Repository files navigation

UNMAINTAINED

Code in this repo and patches for the kernel are unmaintained. Please use upstream equivalents instead for your usecase, and use the upstream kernel for comparison purposes:

  • Heaps: BPF arenas. Only max 4GB size is supported, > 4GB would need a different sandboxing scheme, but 4GB should be enough for most users. This relies on LLVM 19 or greater to emit proper addr_space_cast instructions when compiling the BPF program using arenas.
  • Loop termination: cond_break macro, timed cond_break. The timed variant (on x86 and arm64) uses rdtsc-sampling on the local CPU instead of reading from an address repeatedly, as described in the "Discussion" section's "Faster extension stall recovery." paragraph. Soon, this will be integrated with cancellations to terminate loops stuck for a long period.
  • Spin Locks: Spin Locks for BPF arenas. The kflex_spin_lock in the paper was a MCS-lock variant, this is the upstream version based on the qspinlock algorithm.
  • IRQ save/restore: bpf_local_irq_{save,restore} kfuncs. Necessary for spin locks and for implementing an interrupt-safe memory allocator.
  • Preemption disable/enable: bpf_preempt_{disable,enable}. Necessary for spin locks and for preemption-safe memory allocator. Should typically be combined with IRQ save/restore. BPF programs by default only protect against CPU migration, hence both preemption and IRQ protection are necessary.
  • Cancellations: WIP patches can be applied on top of bpf-next. There are discussions on implementing cancellations differently, without unwinding and using a "fast-execute" approach of speeding up execution until the end of the program. Either way, once implemented, this primitive will allow terminating the execution of programs stuck inside the kernel.

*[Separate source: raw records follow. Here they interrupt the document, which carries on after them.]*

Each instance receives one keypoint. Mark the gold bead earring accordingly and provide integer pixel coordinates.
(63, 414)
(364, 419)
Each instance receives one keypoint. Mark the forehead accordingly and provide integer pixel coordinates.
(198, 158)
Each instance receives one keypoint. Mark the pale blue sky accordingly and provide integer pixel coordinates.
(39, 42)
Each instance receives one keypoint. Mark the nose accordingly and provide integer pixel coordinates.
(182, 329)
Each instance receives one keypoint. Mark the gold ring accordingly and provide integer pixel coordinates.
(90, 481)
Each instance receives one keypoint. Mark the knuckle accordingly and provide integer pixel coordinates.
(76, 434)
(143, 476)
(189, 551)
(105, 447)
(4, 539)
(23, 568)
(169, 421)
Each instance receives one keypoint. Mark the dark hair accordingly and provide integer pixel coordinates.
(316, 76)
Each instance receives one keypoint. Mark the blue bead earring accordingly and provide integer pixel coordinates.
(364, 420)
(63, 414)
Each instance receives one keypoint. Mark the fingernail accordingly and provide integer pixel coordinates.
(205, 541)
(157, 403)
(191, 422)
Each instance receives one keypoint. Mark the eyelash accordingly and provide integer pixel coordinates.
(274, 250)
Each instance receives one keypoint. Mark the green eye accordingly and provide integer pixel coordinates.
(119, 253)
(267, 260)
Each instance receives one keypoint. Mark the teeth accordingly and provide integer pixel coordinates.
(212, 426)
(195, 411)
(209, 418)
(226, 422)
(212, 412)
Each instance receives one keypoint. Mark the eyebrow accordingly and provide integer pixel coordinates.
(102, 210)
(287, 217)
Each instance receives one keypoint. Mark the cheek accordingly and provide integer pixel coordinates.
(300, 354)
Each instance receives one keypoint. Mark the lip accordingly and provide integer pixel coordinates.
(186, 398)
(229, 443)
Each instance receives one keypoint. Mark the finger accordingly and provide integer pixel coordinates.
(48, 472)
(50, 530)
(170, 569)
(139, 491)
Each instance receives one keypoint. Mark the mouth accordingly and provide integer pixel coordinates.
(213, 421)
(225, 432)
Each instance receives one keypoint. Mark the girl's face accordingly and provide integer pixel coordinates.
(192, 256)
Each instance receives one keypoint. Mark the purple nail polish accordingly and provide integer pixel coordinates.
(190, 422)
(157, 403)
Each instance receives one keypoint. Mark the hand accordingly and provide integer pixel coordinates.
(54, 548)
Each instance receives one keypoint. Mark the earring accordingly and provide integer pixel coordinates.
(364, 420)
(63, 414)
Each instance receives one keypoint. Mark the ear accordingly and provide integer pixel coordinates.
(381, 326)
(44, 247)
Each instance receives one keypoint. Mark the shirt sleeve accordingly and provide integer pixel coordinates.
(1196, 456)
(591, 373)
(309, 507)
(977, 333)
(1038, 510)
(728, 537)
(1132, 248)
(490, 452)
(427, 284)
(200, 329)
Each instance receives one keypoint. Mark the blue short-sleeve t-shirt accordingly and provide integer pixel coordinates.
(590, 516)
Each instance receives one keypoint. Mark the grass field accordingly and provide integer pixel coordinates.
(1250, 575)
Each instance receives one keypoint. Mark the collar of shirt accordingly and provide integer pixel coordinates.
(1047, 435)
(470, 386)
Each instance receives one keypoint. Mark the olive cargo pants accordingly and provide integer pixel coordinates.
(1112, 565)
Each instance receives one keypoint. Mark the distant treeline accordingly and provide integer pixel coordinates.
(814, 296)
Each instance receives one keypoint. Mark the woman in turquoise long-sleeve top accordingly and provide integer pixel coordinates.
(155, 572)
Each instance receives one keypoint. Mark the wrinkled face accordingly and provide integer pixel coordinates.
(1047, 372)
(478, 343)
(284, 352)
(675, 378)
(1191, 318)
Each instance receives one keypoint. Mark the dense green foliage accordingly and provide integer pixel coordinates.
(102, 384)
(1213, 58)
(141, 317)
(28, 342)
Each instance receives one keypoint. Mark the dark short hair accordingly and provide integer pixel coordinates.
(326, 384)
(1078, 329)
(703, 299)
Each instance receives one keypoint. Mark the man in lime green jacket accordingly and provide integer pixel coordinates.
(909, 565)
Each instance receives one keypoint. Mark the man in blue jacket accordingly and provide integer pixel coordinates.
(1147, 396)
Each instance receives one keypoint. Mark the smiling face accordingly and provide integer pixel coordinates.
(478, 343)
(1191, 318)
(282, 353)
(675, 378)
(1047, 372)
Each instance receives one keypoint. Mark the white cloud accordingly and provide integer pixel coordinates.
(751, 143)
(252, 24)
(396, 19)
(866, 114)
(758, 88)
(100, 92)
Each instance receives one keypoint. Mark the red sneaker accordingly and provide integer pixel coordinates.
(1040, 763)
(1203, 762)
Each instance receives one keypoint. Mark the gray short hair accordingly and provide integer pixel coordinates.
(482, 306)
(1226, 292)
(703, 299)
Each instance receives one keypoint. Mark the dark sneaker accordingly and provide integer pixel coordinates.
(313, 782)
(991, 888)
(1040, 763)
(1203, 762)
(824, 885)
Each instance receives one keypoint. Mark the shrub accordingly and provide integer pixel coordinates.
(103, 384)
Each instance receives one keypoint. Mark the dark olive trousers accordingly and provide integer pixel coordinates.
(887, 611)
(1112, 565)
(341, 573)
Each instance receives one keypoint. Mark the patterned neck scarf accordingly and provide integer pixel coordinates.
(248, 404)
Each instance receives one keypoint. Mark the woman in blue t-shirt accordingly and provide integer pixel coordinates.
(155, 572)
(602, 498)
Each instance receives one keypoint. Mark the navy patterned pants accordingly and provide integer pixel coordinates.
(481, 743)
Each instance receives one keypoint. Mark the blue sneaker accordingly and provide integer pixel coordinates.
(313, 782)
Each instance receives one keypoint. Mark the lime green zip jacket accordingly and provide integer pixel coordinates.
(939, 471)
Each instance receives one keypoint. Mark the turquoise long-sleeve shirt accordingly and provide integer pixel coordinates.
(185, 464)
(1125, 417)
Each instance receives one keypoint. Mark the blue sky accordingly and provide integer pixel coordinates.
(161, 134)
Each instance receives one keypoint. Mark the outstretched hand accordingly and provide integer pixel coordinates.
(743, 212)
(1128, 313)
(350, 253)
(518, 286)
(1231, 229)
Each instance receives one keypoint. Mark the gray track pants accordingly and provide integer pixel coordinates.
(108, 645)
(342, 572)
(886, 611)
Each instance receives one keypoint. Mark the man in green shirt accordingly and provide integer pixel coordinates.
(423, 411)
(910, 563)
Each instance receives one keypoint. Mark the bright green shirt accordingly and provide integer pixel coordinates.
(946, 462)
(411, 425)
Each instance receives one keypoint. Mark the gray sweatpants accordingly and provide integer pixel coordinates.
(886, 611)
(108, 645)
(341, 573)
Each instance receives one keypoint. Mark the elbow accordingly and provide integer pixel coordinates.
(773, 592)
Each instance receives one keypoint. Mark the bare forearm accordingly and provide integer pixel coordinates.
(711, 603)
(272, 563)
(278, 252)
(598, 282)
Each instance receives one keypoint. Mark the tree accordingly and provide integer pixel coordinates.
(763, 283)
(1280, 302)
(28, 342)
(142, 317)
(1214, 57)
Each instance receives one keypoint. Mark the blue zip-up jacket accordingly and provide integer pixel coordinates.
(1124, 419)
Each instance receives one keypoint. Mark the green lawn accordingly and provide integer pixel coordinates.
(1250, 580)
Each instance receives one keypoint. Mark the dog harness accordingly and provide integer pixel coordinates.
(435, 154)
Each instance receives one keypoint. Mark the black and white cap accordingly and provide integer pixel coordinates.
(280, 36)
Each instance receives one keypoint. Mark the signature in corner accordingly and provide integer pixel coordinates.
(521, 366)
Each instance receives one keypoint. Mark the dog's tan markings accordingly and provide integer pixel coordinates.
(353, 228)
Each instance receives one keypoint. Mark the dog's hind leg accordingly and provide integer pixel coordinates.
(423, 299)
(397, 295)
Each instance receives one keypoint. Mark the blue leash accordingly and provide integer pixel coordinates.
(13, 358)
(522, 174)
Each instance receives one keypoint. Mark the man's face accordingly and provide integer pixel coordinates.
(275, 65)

Fast, Flexible, and Practical Kernel Extensions

The ability to safely extend OS kernel functionality is a long-standing goal in OS design, with the widespread use of the eBPF framework in Linux and Windows demonstrating the benefits of such extensibility. However, existing solutions for kernel extensibility (including eBPF) are limited and constrain users either in the extent of functionality that they can offload to the kernel or the performance overheads incurred by their extensions.

We present KFlex: a new approach to kernel extensibility that strikes an improved balance between the expressivity and performance of kernel extensions. To do so, KFlex separates the safety of kernel-owned resources (e.g., kernel memory) from the safety of extension-specific resources (e.g., extension memory). This separation enables KFlex to use distinct, bespoke mechanisms to enforce each safety property—automated verification and lightweight runtime checks, respectively—which enables the offload of diverse functionality while incurring low runtime overheads.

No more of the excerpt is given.